When resting, the average adult human heart beats at about 70 bpm in males and 75 bpm in females. This rate varies among different people, and can be significantly lower in individuals who participate in endurance athletics. The infant/neonatal heart rate is around 130-150 bpm. Heart rate is determined by measuring one's pulse using a variety of methods. These can be specialized devices, or merely pressing one's fingers against an artery. It is generally accepted that listening to heart beats using a stethoscope, a process known as auscultation, is a more accurate method of measuring the heart rate.

1 Measuring heart rate
2 Maximum heart rate
- 2.1 Measuring HR_max
3 Recovery heart rate
4 Target heart rate
- 4.1 Karvonen method
- 4.2 Zoladz method
5 Heart rate reserve
6 Heart rate abnormalities
- 6.1 Tachycardia
- 6.2 Bradycardia
7 Heart rate as a risk factor
8 See also
9 References

Measuring heart rate

Measuring the pulse at the neck and wrist.

The pulse rate can also be measured at any point on the body where an artery pulsation is transmitted to the surface - often as it is compressed against an underlying structure like bone - by pressuring it with the index and middle finger. The thumb should never be used for measuring another person's heart rate, as its strong pulse may interfere with discriminating the site of pulsation, causing a miscount.^[3] Some commonly palpated sites include:

The ventral aspect of the wrist on the side of the thumb (radial artery)
The ulnar artery
The neck (carotid artery),
The inside of the elbow, or under the biceps muscle (brachial artery)
The groin (femoral artery)
Behind the medial malleolus on the feet (posterior tibial artery)
Middle of dorsum of the foot (dorsalis pedis).
Behind the knee (popliteal artery)
Over the abdomen (abdominal aorta)
The chest (aorta). This can be felt with one's hands or fingers but it is possible to auscultate the heart by utilizing a stethoscope.
The temple

A more precise method of determining pulse involves the use of an electrocardiograph, or ECG (also abbreviated EKG). Continuous electrocardiograph monitoring of the heart is routinely done in many clinical settings, especially in critical care medicine. Commercial heart rate monitors are also available, consisting of a chest strap with electrodes. The signal is transmitted to a wrist receiver for display. Heart rate monitors allow accurate measurements to be taken continuously and can be used during exercise when manual measurement would be difficult or impossible (such as when the hands are being used).

Maximum heart rate

Maximum heart rate (also called STD, or HR_max) is the highest number of times your heart can contract in one minute, or the heart rate that a person could achieve during maximal physical exertion.It is not the maximum one should obtain often during exercise. MHR is used as a base number to calculate target heart rate for exercise (see below).^[4] The average adult heart beats about 60 to 80 times a minute at rest. The resting heart rate usually rises with age, and it's generally lower in physically fit people. Resting heart rate is used to determine one's training target heart rate. Athletes sometimes measure their resting heart rate as one way to find out if they're over trained. The heart rate adapts to changes in the body's need for oxygen, such as during exercise or sleep.

Measuring HR_max

Fox and Haskell formula

The most accurate way of measuring HR_max for an individual is via a cardiac stress test. In such a test, the subject exercises while being monitored by an EKG. During the test, the intensity of exercise is periodically increased (if a treadmill is being used, through increase in speed or slope of the treadmill), or until certain changes in heart function are detected in the EKG, at which point the subject is directed to stop. Typical durations of such a test range from 10 to 20 minutes.
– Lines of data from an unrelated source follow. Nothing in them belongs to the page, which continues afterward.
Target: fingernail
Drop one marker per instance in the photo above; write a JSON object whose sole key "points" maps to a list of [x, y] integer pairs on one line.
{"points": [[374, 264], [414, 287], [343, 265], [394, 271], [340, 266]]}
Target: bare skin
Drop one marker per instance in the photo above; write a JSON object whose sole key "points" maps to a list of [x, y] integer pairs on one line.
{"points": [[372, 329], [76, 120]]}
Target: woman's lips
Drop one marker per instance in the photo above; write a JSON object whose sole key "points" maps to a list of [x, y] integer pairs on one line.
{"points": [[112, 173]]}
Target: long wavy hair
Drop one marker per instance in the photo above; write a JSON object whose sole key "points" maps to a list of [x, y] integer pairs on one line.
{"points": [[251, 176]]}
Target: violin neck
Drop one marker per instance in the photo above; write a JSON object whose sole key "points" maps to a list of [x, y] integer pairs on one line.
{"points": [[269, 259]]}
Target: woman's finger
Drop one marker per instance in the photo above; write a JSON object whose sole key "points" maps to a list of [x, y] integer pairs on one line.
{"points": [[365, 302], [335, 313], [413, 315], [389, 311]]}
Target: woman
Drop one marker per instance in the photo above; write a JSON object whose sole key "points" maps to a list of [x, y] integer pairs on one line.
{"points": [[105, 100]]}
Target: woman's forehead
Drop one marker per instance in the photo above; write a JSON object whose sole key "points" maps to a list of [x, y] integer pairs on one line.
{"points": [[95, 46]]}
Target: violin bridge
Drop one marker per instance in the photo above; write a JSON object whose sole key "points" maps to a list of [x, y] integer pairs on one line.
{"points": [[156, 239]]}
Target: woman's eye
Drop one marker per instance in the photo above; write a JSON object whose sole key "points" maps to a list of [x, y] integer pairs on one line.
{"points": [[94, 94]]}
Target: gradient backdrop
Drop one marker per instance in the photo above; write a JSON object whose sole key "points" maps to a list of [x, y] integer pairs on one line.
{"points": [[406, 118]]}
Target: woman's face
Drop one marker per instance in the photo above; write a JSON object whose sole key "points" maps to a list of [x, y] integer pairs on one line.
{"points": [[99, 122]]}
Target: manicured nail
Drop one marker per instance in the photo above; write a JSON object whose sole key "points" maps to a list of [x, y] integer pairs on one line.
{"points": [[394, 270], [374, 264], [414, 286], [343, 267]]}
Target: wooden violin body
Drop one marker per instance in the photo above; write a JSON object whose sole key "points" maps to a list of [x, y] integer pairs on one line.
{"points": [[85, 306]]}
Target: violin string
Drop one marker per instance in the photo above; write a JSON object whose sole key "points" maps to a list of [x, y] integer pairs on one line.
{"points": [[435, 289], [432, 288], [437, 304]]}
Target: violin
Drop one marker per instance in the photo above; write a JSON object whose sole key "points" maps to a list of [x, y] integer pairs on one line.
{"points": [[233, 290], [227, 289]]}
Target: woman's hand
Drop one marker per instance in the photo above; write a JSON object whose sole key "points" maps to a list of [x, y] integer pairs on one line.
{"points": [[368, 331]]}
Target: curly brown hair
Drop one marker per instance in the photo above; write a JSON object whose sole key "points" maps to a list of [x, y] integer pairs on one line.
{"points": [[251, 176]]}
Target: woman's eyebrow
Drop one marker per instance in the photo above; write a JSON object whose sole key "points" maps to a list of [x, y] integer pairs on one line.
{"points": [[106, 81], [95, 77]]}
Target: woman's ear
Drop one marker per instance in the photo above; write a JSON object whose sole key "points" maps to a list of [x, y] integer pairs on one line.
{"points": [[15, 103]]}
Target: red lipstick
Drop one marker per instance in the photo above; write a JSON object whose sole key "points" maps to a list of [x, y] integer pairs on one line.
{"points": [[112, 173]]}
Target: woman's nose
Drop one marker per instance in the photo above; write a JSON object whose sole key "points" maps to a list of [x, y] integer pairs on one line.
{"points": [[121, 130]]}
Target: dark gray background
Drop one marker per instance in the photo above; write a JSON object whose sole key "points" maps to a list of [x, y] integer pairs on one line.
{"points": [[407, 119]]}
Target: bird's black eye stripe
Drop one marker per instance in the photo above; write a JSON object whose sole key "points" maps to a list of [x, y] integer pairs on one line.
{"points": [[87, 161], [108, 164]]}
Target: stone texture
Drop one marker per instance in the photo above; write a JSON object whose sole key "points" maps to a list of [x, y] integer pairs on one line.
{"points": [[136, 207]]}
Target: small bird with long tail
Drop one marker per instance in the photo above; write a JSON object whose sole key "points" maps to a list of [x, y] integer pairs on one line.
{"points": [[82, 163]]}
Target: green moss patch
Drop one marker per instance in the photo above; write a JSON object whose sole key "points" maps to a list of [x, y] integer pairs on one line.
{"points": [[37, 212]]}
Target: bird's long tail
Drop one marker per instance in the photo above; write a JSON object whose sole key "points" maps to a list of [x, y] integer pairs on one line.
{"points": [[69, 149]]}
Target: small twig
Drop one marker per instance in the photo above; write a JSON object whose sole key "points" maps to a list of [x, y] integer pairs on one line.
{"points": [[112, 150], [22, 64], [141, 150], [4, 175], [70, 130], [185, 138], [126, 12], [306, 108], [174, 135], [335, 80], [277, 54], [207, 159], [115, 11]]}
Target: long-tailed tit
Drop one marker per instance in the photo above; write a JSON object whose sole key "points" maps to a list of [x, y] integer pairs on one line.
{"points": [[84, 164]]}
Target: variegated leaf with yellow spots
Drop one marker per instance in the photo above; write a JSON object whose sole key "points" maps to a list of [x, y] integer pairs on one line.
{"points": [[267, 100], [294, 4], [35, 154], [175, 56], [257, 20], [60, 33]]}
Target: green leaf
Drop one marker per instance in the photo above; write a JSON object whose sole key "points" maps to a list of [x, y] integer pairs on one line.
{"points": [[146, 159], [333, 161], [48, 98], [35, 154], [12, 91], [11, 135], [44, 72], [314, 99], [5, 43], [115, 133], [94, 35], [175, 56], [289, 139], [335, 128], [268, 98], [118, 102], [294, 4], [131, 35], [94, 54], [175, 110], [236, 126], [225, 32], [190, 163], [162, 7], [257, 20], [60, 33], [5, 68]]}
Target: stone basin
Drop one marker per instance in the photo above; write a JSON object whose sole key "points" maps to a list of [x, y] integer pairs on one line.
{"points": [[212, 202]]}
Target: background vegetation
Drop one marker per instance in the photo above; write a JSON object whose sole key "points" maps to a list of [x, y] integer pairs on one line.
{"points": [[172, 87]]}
Conducting a maximal exercise test can require expensive equipment. If you are just beginning an exercise regimen, you should only perform this test in the presence of medical staff due to risks associated with high heart rates. Instead, people typically use a formula to estimate their individual Maximum Heart Rate. The most common formula encountered is:

HR_max = 220 − age

This is attributed to various sources, often "Fox and Haskell." While the most common (and easy to remember and calculate), this particular formula is not considered by some to be a good predictor of HR_max.

A 2002 study ^[5] of 43 different formulae for HR_max (including the one above) concluded the following:

1) No "acceptable" formula currently existed, (they used the term "acceptable" to mean acceptable for both prediction of $V_{\mathrm{O}_2 max}$ , and prescription of exercise training HR ranges)

2) The most decent formula of those examined was:

HR_max = 205.8 − (0.685 × age)

This was found to have a Standard Deviation that, although large (6.4 bpm), was still deemed to be acceptable for the use of prescribing exercise training HR ranges.

Other often cited formulas are:

HR_max = 206.3 − (0.711 × age)

(Often attributed to "Londeree and Moeschberger from the University of Missouri–Columbia")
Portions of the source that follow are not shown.